De ahí que la primera lectura de hoy, de Sirácida o Eclesiástico y el Evangelio de Mateo, al igual que el Salmo 102, nos invitan al perdón. “¿Cómo puede un hombre guardar rencor a otro y pedir la salud (perdón de los pecados) al Señor?”, reza la primera lectura. Y en el Evangelio, a la pregunta de Pedro sobre cuántas veces hay que perdonar al que nos ofende, el Señor Jesucristo le contesta, “hasta 70 veces 7”, o sea ¡siempre!. Es fuerte, ¿eh? ¡Es exigente!

Ya no le sirve al católico alegar “yo perdono, pero no olvido”, porque eso no es perdonar. Eso es matar en el corazón al prójimo más lejano o más cercano, da igual. A fuerza de no remover la m… se acaba secando y no huele; a fuerza de no sacar a colación siempre la ofensa en todos los grupos, en todas las conversaciones y en todos los momentos, el corazón se apacigua, el Señor viene en nuestra ayuda y la ofensa se acaba perdonando y olvidando. Así de fuerte y así de simple, porque tenemos testimonios de perdón increíbles en la historia fantástica de nuestra Iglesia, empezando por el de Nuestro Señor; “Padre, perdónalos porque no saben lo que hacen”.

Por no extenderme mucho y citar algún caso concreto: ¿puede una  chica perdonar a quien intentó violarla y la hirió de muerte con una daga? ¿Puede una madre perdonar a su hijo, que mandó asesinar a los asistentes a una misa, estando ella misma dentro del Templo? ¿Puede un hombre perdonar al que intentó asesinarle sin éxito? ¡Sí!
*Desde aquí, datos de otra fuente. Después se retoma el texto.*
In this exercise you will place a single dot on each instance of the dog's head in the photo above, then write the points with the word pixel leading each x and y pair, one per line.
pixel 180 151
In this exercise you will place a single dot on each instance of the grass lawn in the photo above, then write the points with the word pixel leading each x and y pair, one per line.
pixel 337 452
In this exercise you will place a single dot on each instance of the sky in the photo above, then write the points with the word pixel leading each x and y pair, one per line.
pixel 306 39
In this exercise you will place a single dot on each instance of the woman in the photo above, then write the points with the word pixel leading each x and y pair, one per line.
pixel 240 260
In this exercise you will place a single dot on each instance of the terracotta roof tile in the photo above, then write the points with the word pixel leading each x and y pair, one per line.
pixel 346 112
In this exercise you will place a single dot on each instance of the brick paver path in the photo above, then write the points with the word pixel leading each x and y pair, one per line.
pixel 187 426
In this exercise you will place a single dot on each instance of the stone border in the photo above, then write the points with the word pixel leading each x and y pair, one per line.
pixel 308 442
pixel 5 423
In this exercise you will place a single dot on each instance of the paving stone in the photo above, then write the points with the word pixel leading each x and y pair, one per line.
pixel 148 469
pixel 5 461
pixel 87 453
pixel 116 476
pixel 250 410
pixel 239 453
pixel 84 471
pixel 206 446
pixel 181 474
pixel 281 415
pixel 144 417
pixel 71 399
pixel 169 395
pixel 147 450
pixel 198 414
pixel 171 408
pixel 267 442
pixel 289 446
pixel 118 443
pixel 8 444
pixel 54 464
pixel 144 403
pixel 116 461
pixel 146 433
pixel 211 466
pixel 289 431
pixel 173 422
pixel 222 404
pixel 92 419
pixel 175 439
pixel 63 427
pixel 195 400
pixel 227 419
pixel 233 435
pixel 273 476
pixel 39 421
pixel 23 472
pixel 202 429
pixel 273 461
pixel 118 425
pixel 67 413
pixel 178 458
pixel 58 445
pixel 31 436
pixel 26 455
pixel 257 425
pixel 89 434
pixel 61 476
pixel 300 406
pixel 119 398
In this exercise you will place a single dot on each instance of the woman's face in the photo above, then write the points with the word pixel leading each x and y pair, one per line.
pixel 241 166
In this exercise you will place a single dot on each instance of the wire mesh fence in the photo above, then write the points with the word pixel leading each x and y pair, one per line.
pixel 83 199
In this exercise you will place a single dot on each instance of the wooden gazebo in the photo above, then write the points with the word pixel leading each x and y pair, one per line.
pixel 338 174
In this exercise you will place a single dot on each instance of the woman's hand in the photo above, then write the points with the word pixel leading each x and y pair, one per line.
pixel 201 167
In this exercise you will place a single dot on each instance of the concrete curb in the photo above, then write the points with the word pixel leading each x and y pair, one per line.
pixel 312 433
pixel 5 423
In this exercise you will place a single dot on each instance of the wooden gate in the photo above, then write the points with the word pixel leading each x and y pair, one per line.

Sus nombres: Santa María Goretti, Santa Mónica y san Juan Pablo II. Hay millones de testimonios más, unos ya canonizados y otros en carne y hueso aún. Unos ya en Casa y otros, en el camino exacto para llegar a Ella.

Cristo nunca abandona a quien ama y sigue sus mandatos. ¡Animo! Tú también puedes perdonar.

¡Feliz Domingo! ¡Feliz día del Señor!